A robust tool for analyzing and categorizing large datasets using Latent Dirichlet Allocation (LDA).
DirichletDrift is a one stop bulk file handling shop. Sorting, indexing, and visualization of relationships all in one!
It sifts through your file names and leverages LDA to categorize them into distinct topics. Whether you're diving into a fresh unstructured dataset or revisiting a previous one, DirichletDrift provides a one-stop solution to analyze and make sense of your data. By using LDA on your filenames you are able to provide a more in-depth search than just basic keyword searches, potentially unveiling unseen relationships between files. In a large unstructured pile of documents this can make all of the difference!
This tool is best used in a command line environment, I personally use it on my servers where I store bulk unstructured data. It may seem redundant to GUI based file search that is native in all OS's , but speed is the benefit you receive. The framework consolidates multiple tasks. It processes once and then stores your results, making it much quicker than OS native search.
While LDA on filenames won't delve into the content as deeply as it would on full documents, it still provides a more nuanced understanding than basic keyword searches. By analyzing patterns and themes in filenames, Dirichlet Drift can help categorize and understand files in a way that goes beyond simple name-based searches. This can be particularly useful in scenarios where filenames are descriptive and structured, allowing the LDA to pick up on underlying themes or categorizations that might not be immediately apparent.
And don't forget... speed! LDA on only the filenames provides for lightning fast indexing, that only needs to be done once!
LDA doesn't just search for filenames or content based on keyword matching. Instead, it analyzes the underlying topics in text-based files, revealing hidden patterns and themes. This is particularly useful for large datasets where content understanding is as important as content finding.
- 🗂️ Sort and gather files by type from your unsorted files.

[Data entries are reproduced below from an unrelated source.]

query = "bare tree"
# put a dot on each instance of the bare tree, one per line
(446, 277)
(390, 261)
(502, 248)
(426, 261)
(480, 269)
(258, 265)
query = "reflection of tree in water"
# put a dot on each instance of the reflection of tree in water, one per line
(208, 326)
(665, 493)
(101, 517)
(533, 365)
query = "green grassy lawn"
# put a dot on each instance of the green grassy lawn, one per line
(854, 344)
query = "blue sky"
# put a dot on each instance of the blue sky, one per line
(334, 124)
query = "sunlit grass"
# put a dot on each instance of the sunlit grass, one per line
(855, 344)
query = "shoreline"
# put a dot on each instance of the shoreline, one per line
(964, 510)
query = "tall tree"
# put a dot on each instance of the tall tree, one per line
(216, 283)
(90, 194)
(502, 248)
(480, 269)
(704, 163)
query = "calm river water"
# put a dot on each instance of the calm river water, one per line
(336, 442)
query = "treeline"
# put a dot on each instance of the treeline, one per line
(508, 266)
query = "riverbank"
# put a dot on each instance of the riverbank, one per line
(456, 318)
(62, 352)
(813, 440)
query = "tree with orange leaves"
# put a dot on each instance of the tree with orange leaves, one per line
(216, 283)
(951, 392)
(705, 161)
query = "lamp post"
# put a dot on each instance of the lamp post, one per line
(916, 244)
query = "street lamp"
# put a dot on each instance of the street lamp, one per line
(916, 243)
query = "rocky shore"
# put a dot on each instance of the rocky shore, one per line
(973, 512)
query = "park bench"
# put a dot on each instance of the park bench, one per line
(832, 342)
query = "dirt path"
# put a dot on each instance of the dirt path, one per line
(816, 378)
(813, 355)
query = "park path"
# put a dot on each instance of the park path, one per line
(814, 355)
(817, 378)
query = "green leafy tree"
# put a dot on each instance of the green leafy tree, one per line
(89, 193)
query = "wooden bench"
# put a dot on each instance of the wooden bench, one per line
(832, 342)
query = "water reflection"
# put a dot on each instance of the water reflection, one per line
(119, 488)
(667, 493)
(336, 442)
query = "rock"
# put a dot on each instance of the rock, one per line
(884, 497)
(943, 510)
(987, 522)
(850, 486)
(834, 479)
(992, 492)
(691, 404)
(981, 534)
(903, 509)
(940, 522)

Neatly Pack into one directory.
- 📊 Perform LDA analysis on file names.
- 🗂️ Create a CSV flat file database for easy examination.
- 🚀 Quick file retrieval based on topics of interest.
- 🎨 Visualize topic distributions with an interactive HTML dashboard output.
Clone the Repository
git clone https://github.com/pronsSec/DirichletDrift.git &&
sudo chmod -R 777 DirichletDrift &&
cd DirichletDrift
Run TopicTapestry
python dirichlet_drift.py
- Sort and Gather Files
Use the sort option to recursively sort files by filetype from your system.
This copies them to a bulk target directory. The LDA script takes only a bulk directory as input, no subdirectories. So, this creates a clean bucket for the LDA script to run on. I use this script on massive datasets, and love it. It allows me to bucket unmanageable datasets into neat buckets. Then proceed to topic model them using LDA in steps 2-3. Analyze terabytes like they are putty in your hand.
- Perform LDA Analysis
Upon running runner.py, select the option to perform LDA analysis. (This is not a recursive tool, use the sorting tool to make a bucket to feed it) The script will guide you through the process. If you used the sorting script feed it that bucket directory you created.
- Query prior Results
Opt to query an existing CSV file. Enter the topic words of interest. Access the relevant files directly through the tool. Quickly open and read related files.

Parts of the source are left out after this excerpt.